Dans ce cas, Google a trouvé 1 494 identifiants d'appareil dans SensorVault, les envoyant au Bureau of Alcohol, Tobacco, Firearms and Explosives pour qu'il les passe au peigne fin. En termes de nombre, il s'agit d'une demande sans précédent pour cette forme de recherche. Elle illustre comment Google peut localiser un grand nombre de téléphones mobiles en peu de temps et remettre ces informations au gouvernement.
Ce type de mandat, appelé reverse location search warrant (lorsque la police recherche des informations sur tous les téléphones portables proches d'une scène de crime), est devenu de plus en plus courant ces dernières années. Plus de 20 mandats de ce type ont été accordés dans le Minnesota et au moins un cas similaire a été mis au jour en Caroline du Nord. Le plus controversé, la technique a été utilisée pour identifier les suspects après un rassemblement devenu une émeute Proud Boy au centre-ville de Manhattan l'année dernière.
Une technique qui ne fait pas nécessairement ses preuves
Dans chaque cas, la police ne recherchait pas l’emplacement d’un suspect spécifique (là où les normes habituelles de soupçon raisonnable s’appliquaient). Au lieu de cela, elle recueillait le nom de chaque personne qui se trouvait à proximité lorsqu’un crime a été commis. Pour les groupes de défense des libertés civiles, il s’agit d’un dépassement dangereux et potentiellement inconstitutionnel du pouvoir de la police. Mais ces préoccupations n’ont pas suffi à empêcher la police d'obtenir ces mandats lorsqu’ils piétinaient dans une affaire.
Le 13 octobre 2018, deux hommes sont entrés dans une banque du Great Midwest Bank dans un centre commercial en périphérie de Milwaukee. Ils étaient les deux premiers clients lorsque la banque a ouvert, à peine reconnaissables derrière des lunettes de soleil et une barbe épaisse, mais très vite, les employés de la banque ont compris ce qu’ils cherchaient. Un homme a sauté sur le comptoir et a sorti une arme de poing, jetant un sac à ordures pour que les caissiers le remplissent d'argent. Ils ont quitté la banque à 9 h 09, sept minutes seulement après leur entrée, avec leur sac plein d'argent, trois tiroirs dans le coffre-fort, ainsi que les clés.

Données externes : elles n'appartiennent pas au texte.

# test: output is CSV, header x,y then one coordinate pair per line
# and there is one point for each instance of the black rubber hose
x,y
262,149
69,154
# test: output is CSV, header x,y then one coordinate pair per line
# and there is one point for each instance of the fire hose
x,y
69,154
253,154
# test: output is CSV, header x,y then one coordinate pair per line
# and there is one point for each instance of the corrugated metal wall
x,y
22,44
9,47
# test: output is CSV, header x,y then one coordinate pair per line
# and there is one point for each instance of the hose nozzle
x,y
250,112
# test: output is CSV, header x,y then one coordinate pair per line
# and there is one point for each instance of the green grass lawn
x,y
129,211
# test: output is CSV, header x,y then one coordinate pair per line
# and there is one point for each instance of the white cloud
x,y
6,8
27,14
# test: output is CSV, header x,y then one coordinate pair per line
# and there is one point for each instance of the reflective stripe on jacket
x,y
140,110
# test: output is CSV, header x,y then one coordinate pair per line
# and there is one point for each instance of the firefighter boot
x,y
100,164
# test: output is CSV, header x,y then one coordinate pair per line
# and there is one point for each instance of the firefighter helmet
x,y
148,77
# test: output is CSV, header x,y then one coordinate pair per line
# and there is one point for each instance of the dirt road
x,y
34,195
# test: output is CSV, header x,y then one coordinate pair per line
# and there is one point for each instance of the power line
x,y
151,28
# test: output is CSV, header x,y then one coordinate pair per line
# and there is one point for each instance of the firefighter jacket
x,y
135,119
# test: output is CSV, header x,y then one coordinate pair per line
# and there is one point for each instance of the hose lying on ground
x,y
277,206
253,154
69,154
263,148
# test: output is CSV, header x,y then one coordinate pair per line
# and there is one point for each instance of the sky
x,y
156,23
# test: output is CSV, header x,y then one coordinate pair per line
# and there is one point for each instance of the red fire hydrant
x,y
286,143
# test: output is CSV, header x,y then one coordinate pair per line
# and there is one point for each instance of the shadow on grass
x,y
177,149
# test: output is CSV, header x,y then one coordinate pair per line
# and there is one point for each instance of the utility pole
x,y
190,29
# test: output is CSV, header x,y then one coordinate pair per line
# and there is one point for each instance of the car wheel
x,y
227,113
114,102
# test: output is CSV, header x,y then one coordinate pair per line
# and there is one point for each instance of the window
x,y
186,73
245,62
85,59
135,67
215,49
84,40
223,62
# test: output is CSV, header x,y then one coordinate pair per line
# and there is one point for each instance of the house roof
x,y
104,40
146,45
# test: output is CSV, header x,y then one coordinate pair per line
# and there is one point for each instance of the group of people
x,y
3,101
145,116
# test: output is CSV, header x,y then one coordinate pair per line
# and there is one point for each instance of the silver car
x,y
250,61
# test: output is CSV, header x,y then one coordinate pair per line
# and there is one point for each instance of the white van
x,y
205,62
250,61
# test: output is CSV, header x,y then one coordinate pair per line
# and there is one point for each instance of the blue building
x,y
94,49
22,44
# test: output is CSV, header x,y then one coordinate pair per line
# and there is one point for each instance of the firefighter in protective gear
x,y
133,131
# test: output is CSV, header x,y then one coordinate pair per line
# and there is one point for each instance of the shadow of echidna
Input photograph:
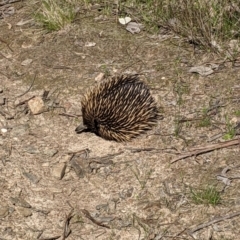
x,y
118,109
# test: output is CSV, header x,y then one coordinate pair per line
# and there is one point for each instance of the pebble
x,y
58,170
25,212
36,105
26,62
3,130
3,211
2,101
19,130
32,177
50,152
32,149
20,202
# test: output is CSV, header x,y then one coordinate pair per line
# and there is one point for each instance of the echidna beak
x,y
81,128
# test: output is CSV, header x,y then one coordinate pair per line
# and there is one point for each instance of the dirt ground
x,y
110,190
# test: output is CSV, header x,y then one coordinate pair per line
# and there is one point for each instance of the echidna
x,y
118,109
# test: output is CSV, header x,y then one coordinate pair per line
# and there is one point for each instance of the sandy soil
x,y
110,190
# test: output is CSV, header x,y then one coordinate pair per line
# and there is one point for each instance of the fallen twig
x,y
199,150
69,115
66,230
29,87
88,215
216,220
24,101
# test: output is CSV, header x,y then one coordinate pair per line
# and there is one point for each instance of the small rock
x,y
32,177
99,77
26,62
3,211
58,170
90,44
32,149
3,130
2,101
36,105
19,130
20,202
25,212
50,152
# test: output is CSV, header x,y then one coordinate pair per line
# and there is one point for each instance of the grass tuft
x,y
55,15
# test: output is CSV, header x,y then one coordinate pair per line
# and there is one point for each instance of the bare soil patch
x,y
110,190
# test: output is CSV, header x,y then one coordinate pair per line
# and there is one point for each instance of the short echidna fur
x,y
119,109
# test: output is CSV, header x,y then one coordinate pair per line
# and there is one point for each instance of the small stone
x,y
32,177
3,211
36,105
58,170
25,212
99,77
32,149
50,152
19,130
2,101
20,202
26,62
3,130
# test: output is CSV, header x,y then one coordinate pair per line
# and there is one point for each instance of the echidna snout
x,y
118,109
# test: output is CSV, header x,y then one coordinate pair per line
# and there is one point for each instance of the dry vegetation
x,y
178,181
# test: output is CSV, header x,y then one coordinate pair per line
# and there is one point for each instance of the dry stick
x,y
88,215
66,230
24,101
216,220
69,115
29,87
199,150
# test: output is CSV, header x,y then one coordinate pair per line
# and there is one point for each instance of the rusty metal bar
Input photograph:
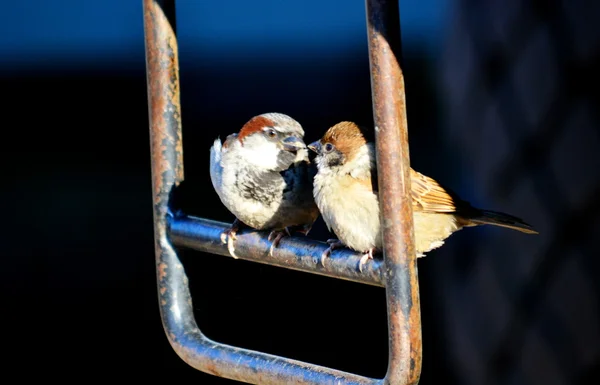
x,y
393,164
297,253
175,301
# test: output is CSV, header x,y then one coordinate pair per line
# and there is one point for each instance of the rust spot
x,y
162,271
256,124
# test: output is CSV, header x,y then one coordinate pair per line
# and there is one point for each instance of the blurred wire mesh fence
x,y
521,105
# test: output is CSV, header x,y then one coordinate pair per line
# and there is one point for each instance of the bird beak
x,y
315,146
293,143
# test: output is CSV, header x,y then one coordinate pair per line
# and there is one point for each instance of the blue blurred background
x,y
502,106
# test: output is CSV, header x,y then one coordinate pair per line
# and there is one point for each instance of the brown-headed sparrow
x,y
345,190
264,177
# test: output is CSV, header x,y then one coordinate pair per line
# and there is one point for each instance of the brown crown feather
x,y
347,137
256,124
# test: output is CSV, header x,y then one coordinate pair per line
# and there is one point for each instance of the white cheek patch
x,y
260,152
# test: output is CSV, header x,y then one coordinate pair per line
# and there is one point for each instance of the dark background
x,y
502,106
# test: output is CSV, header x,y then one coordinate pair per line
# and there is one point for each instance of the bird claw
x,y
333,244
230,235
363,260
275,236
304,230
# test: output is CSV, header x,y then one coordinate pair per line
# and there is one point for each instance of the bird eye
x,y
271,133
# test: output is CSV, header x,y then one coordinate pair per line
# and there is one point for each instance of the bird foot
x,y
333,244
366,256
230,235
275,236
304,230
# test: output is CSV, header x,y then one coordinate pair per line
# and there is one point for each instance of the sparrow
x,y
263,176
345,190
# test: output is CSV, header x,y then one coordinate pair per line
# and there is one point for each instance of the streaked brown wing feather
x,y
428,195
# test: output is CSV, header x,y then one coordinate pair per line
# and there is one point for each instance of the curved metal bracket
x,y
397,273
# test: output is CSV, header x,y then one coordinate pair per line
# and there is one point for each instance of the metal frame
x,y
397,272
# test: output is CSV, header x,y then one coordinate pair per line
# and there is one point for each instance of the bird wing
x,y
429,195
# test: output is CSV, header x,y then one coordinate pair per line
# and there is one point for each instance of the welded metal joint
x,y
397,272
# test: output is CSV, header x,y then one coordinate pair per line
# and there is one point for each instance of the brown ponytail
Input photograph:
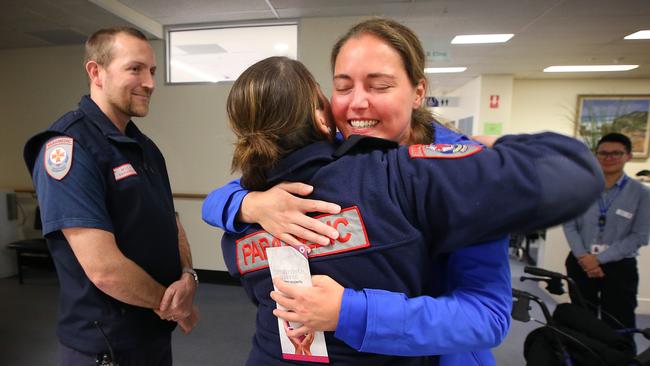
x,y
272,108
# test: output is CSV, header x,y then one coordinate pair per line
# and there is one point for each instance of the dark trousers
x,y
614,294
158,353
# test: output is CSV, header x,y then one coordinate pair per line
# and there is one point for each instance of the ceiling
x,y
547,32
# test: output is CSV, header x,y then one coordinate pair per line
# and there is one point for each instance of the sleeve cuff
x,y
351,327
232,225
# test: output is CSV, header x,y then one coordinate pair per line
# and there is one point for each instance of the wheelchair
x,y
572,335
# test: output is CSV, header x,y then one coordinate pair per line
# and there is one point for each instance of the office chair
x,y
32,252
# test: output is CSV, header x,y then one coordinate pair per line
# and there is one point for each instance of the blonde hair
x,y
100,44
272,108
408,46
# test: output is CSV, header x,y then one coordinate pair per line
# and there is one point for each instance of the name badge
x,y
598,248
627,215
124,171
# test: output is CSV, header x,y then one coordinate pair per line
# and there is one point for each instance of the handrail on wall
x,y
188,196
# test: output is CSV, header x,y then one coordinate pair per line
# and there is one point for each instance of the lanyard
x,y
604,206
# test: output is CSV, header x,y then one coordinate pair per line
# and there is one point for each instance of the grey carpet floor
x,y
222,337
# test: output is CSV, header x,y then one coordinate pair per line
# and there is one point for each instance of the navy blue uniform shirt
x,y
118,183
400,209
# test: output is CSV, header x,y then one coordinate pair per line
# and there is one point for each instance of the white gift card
x,y
292,267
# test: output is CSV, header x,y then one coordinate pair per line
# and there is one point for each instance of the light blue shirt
x,y
627,224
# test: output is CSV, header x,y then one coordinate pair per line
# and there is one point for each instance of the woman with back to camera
x,y
400,201
367,63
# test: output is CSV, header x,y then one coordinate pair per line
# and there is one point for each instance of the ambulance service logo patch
x,y
58,157
251,249
443,151
124,171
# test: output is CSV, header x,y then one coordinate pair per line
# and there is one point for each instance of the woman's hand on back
x,y
283,215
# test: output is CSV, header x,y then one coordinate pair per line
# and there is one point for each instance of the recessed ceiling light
x,y
644,34
590,68
443,70
281,47
481,38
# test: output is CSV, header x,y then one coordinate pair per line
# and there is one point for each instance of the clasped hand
x,y
177,304
591,266
317,307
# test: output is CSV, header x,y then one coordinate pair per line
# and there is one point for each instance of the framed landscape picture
x,y
599,115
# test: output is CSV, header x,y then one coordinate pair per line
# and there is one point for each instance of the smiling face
x,y
372,92
122,89
612,157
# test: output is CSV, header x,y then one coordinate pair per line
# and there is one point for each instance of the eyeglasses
x,y
610,154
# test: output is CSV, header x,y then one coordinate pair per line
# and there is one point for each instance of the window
x,y
222,53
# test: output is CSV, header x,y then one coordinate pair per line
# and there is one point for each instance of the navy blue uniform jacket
x,y
399,210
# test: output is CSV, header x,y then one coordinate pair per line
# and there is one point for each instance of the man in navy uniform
x,y
122,257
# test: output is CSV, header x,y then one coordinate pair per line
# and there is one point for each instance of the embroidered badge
x,y
251,249
443,151
58,157
123,171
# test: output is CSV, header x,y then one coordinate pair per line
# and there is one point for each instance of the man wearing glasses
x,y
605,240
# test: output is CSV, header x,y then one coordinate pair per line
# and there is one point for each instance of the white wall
x,y
469,96
187,122
550,105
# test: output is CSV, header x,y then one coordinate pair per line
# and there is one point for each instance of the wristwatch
x,y
193,273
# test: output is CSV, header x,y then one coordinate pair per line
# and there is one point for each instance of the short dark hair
x,y
100,44
617,137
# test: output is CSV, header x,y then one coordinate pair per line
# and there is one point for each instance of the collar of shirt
x,y
131,134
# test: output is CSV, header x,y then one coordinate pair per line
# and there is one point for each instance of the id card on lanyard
x,y
603,207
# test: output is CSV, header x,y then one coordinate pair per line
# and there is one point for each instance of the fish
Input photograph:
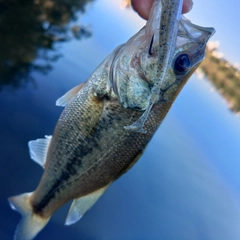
x,y
108,120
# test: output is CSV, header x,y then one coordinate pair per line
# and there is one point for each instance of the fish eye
x,y
182,63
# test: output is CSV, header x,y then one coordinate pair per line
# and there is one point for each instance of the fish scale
x,y
108,120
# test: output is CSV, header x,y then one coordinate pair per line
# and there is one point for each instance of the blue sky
x,y
221,14
224,16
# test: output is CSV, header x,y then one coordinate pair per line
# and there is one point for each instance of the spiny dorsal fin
x,y
82,204
63,101
38,149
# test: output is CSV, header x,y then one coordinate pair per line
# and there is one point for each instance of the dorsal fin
x,y
82,204
63,101
38,149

En novembre 2018, après avoir eu du mal à retrouver ces voleurs, les agents fédéraux ont adressé un mandat de recherche à Google, demandant des données permettant d'identifier tout utilisateur de Google qui se trouvait à moins de 30 mètres de la banque pendant une demi-heure avant le vol. Ils cherchaient les deux hommes qui étaient entrés dans la banque, ainsi que le chauffeur qui avait débarqué et emmené l’équipage, et qui risquaient de se retrouver pris dans le même sac. Dans cette affaire, l’utilité de cette technique n’est pas claire. Lorsque les médias ont demandé à la division du FBI à Milwaukee si des accusations avaient été portées, les officiers ont déclaré que l'affaire était en cours et qu'ils ne pouvaient donc fournir aucune information supplémentaire. Plus d’un an s’est écoulé depuis l'attribution de ce mandat, ce qui donne à penser qu'il n’aurait peut-être pas été aussi fructueux que les enquêteurs l’espéraient.
Des inquiétudes sur la protection de la vie privée
Pour les enquêteurs, ce type de demande est utile, leur permettant de parcourir les données fournies par Google, de rechercher des appareils d'intérêt tels que le téléphone d'un suspect connu et de demander des informations plus personnelles sur l'utilisateur de ce mobile.
Mais c'est aussi le genre de recherche qui a inquiété les organismes de protection de la vie privée l'année dernière. Pour obtenir ces données, la police donne à Google une date, une fourchette de temps et une zone sur Google Maps dans laquelle trouver chaque utilisateur Android. Google examine ensuite sa base de données SensorVault à la recherche des emplacements des utilisateurs qui ont été localisés à partir d'appareils exécutant les services de Google comme Google Maps ou tout ce qui nécessite l'activation de la fonctionnalité « historique des positions ». La police examine ensuite la liste, décide quels appareils présentent un intérêt pour l'enquête et demande des informations sur les abonnés qui incluent des données plus détaillées telles que le nom, l'adresse e-mail, lorsqu'ils se sont inscrits aux services Google et ceux qu'ils ont utilisés.
Il n'est pas clair si Google a remis ou non des informations d'identification, mais pour Jerome Greco, avocat commis d'office à la Digital Forensics Unit de la Legal Aid Society, c'est un signe que ces types de mandats sont trop larges et mettent en danger la vie privée des utilisateurs : « Le nombre de téléphones identifiés dans cette zone montre deux points clés. Premièrement, il montre un échantillon du nombre de mouvements minute par minute effectués par Google. Deuxièmement, cela montre le caractère inconstitutionnel de ces mandats de perquisition parce qu'ils envahissent de manière inhérente la vie privée de nombreuses personnes, dont tout le monde convient qu'ils ne sont pas liés au crime faisant l'objet de l'enquête, pour la simple possibilité que cela puisse aider à identifier un suspect ».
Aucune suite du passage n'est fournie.